In OpenSuse, when you create a custom partition, the very first selection is primary or extended, even before you select partition size or mount point. Afterward, once you have select extended, you do not get the option anymore.
Formatting a partition in FAT32 or deleting partitions has no influence on the type of partitioning used, nor should the type of partitioning used have influence on the actual functionality of the OS. If you want to start from scratch with a clean partition table the easiest way is to tell GParted to create a new partition table.
I did delete all partitions and created a new. Did not think to leave it un-formatted. You can fill a thimble, maybe, with what I know.
I agree that it should make no difference, but I can't figure out what it is.
Just talked to the guy with the drive this morning and the it works fine for him.
I just don't like unexplained oddities.
I'll try to post later if something comes from it. I have had more than one instance, probably not the last.
The old computers used BIOS as firmware and in pc's the default and supported partition was MSDOS partition. In MSDOS partition table only there is option of primary and extended partitions.
Newer systems chose UEFI and it only supports GPT(EFI) parttitons. And this partition has nothing called extended partition. So there would be no option given for it.
Check your system manual whether it runs the newer UEFI or may be hybrid of UEFI and BIOS.

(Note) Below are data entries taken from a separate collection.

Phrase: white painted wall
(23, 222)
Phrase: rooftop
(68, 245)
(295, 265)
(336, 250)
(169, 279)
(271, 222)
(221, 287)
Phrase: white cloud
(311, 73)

If you want to use extended partitions then set BIOS or compatibility mode as default.
The work was being done using older systems.
I have not really done much work with the "newer" motherboards so I don't know anything about the UEFI set-up.
These systems that are donated, "as is", no manuals and often, for some reason, we find little
info about them through google sensei.
Guess I will need to order a newer MB and play with it.
Could be interesting how I will eventually have to change installations.